Tutte e tre queste linee evolutive vengono esplorate in Ariminum Circus. Nella Quarta Stagione ad esempio il Capitano, sempre alla ricerca di terapie di self help online, ne sperimenta una “utilizzando lo smartphone e un visore per la realtà virtuale… Era stato creato un ambiente virtuale, Il Giardino Segreto, che riproduceva un ambiente zen. All’interno offriva una serie di meditazioni realizzate con la tecnica della gamification, per capire e controllare le proprie emozioni, riducendo il livello di stress. Prevedeva, in altre parole, esercizi-gioco fondati sulla cosiddetta “ruminazione” (continuare a pensare a progetti personali, o a obiettivi professionali, e ai modi per realizzarli)”. Nella Quinta Stagione poi la tecnologia avanzatissima del “braiframe” è al centro di uno sviluppo sorprendente della trama, che non spoilero per non rovinare il piacere della sorpresa. Sono solo fantasie? In particolare Realtà Virtuale e Aumentate che prospettive aprono al libro?
Il futuro del libro sarà guidato da un’innovazione profonda del testo. Assisteremo alla nascita di uno storytelling di nuova generazione, sempre più interattivo e immersivo, capace di generare esperienze da vivere in prima persona e, al tempo stesso, da condividere con gli altri. La creatività intraprenderà vie inedite, il testo supererà la linearità della tradizione e assumerà una struttura più frammentata, modulare e fluida. Le formule narrative si avvarranno di nuove modalità di fruizione, a cominciare dall’esplorazione di mondi virtuali e realtà aumentate, che permetteranno di arricchire il testo di contenuti multimediali e di stimoli sensoriali.
La natura del libro cambierà simultaneamente in più direzioni.
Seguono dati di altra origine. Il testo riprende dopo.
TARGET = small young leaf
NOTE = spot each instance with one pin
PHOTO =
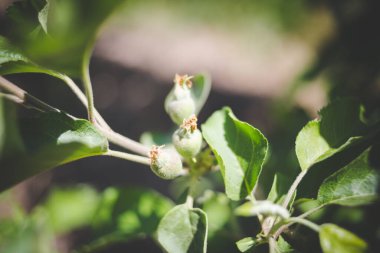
(335, 239)
(183, 229)
(354, 184)
(46, 140)
(246, 243)
(125, 213)
(200, 90)
(240, 150)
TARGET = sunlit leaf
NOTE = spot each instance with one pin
(240, 150)
(216, 206)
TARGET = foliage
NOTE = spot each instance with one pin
(338, 146)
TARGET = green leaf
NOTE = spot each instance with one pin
(71, 25)
(279, 189)
(70, 208)
(246, 243)
(13, 60)
(183, 229)
(335, 239)
(354, 184)
(200, 90)
(240, 150)
(340, 127)
(154, 138)
(44, 141)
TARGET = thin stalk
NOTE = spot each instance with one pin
(293, 188)
(87, 84)
(129, 157)
(272, 245)
(125, 142)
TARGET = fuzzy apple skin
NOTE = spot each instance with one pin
(167, 164)
(179, 104)
(189, 143)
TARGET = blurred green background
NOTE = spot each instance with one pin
(274, 62)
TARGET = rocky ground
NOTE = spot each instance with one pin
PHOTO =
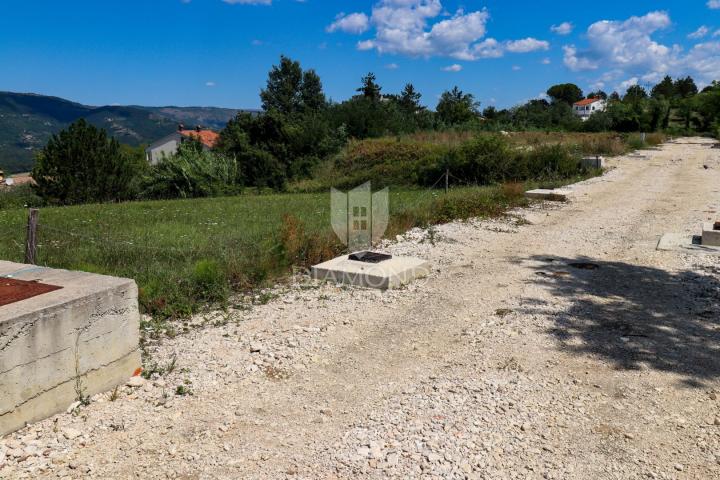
(554, 343)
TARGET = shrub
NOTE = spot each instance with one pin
(82, 165)
(191, 173)
(209, 281)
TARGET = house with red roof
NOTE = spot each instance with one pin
(585, 108)
(169, 145)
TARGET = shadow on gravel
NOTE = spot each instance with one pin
(637, 317)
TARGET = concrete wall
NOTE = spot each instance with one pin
(80, 339)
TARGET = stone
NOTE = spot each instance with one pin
(71, 433)
(556, 195)
(593, 162)
(135, 382)
(710, 236)
(385, 275)
(89, 327)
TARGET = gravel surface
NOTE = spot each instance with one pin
(553, 343)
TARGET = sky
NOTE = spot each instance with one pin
(218, 52)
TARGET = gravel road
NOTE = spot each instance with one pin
(554, 343)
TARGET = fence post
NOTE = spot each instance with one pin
(31, 239)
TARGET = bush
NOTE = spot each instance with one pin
(21, 196)
(192, 173)
(209, 281)
(82, 165)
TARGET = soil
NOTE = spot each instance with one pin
(554, 343)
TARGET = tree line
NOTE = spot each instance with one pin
(298, 128)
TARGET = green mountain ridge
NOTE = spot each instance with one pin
(28, 120)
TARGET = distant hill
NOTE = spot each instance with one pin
(28, 120)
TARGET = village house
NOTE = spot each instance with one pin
(585, 108)
(168, 145)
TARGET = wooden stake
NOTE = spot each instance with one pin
(31, 239)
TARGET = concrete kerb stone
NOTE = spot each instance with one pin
(391, 273)
(77, 341)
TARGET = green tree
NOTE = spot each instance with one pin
(284, 84)
(409, 100)
(370, 88)
(664, 89)
(635, 94)
(81, 164)
(456, 107)
(598, 94)
(290, 91)
(565, 92)
(311, 92)
(685, 87)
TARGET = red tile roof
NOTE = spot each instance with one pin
(587, 101)
(206, 137)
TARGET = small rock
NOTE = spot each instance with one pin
(73, 406)
(136, 382)
(71, 433)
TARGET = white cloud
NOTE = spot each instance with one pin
(352, 23)
(248, 2)
(699, 33)
(564, 28)
(527, 45)
(627, 50)
(423, 28)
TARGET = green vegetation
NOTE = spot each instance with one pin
(187, 253)
(82, 165)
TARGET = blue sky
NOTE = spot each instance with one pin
(218, 52)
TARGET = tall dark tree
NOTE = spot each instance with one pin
(284, 84)
(311, 92)
(409, 100)
(370, 88)
(598, 94)
(565, 92)
(664, 89)
(456, 107)
(635, 94)
(685, 87)
(82, 165)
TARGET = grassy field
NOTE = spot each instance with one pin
(187, 253)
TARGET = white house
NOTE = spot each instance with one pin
(585, 108)
(168, 145)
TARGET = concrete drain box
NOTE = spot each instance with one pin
(388, 273)
(62, 334)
Da un lato il testo dovrà essere sviluppato dall’autore seguendo una logica cross-mediale e pensato, da subito, come un prodotto proteiforme e pervasivo, sempre meno circoscritto a specifici media o canali, e ancor meno a singoli manufatti. Dall’altro la narrazione diventerà sempre più un’opera aperta, partecipata dai lettori, che potranno scegliere, in prima persona o in partecipazione con altri, come articolare il proprio percorso narrativo, con quali media esplorarlo o approfondirlo, con quali altri condividerlo.
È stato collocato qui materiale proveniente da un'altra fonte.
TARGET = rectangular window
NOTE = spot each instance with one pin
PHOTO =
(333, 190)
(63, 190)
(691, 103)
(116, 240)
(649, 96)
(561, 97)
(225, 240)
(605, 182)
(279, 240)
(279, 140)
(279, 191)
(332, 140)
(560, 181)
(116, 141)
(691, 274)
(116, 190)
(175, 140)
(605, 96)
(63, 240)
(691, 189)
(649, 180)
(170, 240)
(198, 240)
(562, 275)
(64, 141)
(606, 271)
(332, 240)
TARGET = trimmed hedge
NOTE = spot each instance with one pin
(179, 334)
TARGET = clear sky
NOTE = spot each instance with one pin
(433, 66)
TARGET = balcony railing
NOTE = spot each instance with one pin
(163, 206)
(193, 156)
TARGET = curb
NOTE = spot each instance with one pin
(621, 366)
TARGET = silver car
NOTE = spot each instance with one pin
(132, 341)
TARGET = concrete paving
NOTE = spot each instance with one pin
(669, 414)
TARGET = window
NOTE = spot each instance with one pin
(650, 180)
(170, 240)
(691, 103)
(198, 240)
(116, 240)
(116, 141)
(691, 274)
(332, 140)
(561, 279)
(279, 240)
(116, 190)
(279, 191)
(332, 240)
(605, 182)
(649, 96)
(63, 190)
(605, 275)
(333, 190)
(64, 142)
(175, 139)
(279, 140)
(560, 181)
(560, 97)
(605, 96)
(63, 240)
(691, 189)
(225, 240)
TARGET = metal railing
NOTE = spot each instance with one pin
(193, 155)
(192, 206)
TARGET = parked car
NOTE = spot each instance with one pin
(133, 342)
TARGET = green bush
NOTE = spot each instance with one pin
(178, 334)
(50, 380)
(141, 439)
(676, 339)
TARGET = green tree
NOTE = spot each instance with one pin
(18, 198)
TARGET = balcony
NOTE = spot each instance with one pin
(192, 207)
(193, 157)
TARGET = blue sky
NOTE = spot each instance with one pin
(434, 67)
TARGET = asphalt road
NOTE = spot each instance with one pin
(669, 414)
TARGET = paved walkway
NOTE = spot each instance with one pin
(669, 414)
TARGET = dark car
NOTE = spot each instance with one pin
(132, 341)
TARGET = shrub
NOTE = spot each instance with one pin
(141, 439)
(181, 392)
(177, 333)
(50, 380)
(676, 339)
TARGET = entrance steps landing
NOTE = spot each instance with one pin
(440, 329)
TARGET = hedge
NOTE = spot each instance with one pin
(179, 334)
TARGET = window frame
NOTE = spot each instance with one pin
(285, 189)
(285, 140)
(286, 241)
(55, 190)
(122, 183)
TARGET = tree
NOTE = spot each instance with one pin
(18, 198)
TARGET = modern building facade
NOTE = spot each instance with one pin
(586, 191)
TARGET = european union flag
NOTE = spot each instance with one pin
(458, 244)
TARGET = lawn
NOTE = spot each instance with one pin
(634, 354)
Accanto a queste innovazioni radicali del testo, si prospettano cambiamenti altrettanto profondi nei processi della filiera editoriale. Il futuro del libro, necessariamente, prenderà forma lungo la traiettoria tracciata dalla quarta rivoluzione industriale, una trasformazione di respiro epocale dove l’immaterialità del digitale promette di ridefinire l’intero settore manifatturiero, generando nuovi paradigmi e forme di produzione inedite. Si tratta di un percorso di innovazione destinato a durare a lungo nel tempo e a superare la logica tradizionale della produzione di massa. Il futuro del libro non potrà che essere parte di questo mondo produttivo emergente, ispirato alla cosiddetta customizzazione di massa, con lo sviluppo di opere modulari e adattabili su misura sul singolo lettore, in grado di generare esperienze uniche e irripetibili.
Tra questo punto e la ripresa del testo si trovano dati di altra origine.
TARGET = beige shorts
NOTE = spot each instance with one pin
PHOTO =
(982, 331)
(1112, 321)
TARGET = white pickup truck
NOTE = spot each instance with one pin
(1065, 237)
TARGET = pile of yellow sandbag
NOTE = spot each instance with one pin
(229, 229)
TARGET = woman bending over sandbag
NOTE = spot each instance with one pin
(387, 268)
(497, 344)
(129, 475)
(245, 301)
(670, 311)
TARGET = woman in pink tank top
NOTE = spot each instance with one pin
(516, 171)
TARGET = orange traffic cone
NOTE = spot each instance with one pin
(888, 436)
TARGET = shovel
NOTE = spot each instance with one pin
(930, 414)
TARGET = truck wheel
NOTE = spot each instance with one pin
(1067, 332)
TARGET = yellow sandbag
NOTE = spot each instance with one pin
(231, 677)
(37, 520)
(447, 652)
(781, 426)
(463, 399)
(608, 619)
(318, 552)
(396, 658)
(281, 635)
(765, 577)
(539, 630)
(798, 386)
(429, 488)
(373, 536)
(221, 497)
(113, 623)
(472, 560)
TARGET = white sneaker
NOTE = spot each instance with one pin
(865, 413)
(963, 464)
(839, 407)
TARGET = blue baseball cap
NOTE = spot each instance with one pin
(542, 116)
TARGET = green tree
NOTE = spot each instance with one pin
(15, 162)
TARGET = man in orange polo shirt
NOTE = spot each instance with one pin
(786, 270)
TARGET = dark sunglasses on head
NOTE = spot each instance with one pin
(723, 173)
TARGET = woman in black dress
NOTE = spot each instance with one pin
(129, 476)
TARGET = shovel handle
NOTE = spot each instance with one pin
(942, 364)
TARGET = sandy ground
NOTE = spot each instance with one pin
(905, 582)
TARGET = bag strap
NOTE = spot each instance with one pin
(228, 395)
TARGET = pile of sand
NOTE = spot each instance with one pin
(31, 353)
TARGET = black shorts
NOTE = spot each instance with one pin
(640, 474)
Le nuove narrazioni interattive inseguono oggi la stessa traiettoria evolutiva del digitale: sono ovunque e pervadono ogni mezzo di comunicazione, contaminando i generi e le forme espressive. Spesso sono figlie dei nuovi media che nascono attorno agli ambienti digitali interattivi.
Non si tratta più di raccontare in modo diverso le grandi storie senza tempo, quello che è in gioco è un modo profondamente diverso e più interattivo di intendere la relazione tra l’autore e il lettore. L’opera diviene aperta, la figura dell’autore si frammenta e diviene sempre più partecipativa, il pubblico appare sempre meno una massa indistinta e prende forme e profili più attenti alla pluralità delle identità e dei linguaggi, ai fruitori viene offerta la possibilità di fare propri i contenuti, di ridefinirli e di condividere con altri questa esperienza.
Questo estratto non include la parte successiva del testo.